Two miles north of Stonehenge are the remnants of another henge, this one made of timber. It is identical in size to Stonehenge. The post holes were found where timbers were placed. On the morning of the winter solstice the front axis of the timber circle aligns to the rising sun, while at the end of that day the back of Stonehenge frames the setting sun. During the summer solstice, the front of Stonehenge aligns with the sunrise while the rear axis at the timber circle aligns with sunset. Cremated remains have been found at Stonehenge. At the timber circle, there is evidence of a yearly celebration. One circle is for the dead; the other is for the living.

Beyond giving the chief archivist the heebie-jeebies for one more mystery of the world to be so logically solved – why did that photo of the Loch Ness Monster have to turn out to be a hoax? and wasn’t it already so completely obvious from the footage that it was the skin of the Hindenburg that so rapidly spread the fire? – what does this mean for Heliopoli, which is oh-so-similarly a monument to a belief system long dead, whose buildings stand sentinel over a past we cannot grasp?

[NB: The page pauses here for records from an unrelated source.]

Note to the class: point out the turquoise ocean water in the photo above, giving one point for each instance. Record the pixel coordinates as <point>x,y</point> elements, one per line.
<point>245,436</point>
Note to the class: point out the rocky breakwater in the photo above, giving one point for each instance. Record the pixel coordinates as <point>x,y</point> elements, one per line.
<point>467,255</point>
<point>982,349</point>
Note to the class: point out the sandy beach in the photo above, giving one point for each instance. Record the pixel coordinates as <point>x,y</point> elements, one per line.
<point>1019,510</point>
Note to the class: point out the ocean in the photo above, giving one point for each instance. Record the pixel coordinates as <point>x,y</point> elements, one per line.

Heliopoli has no alignment to the solstices, but it is telling that the Sun Disk Monolith rotates slowly throughout the year so that it is always aligned with the sunset. There are perhaps two kinds of people in the world, those who prefer sunrise to sunset, and vice versa. But there can be no denying the power of sunset in Heliopoli when standing in the Central Plaza and the amber, autumnal light comes shattering down the avenues to ring against the bronze disk in the monolith.

The buildings are blue with coming twilight, sparkling and bright. The surface of the plaza shines for one last time in the day. There is a chill in the air. The sunset delivers – mysteriously, curiously – a devastating form of homesickness.

But the question remains: Was Heliopoli built for the living … or the dead?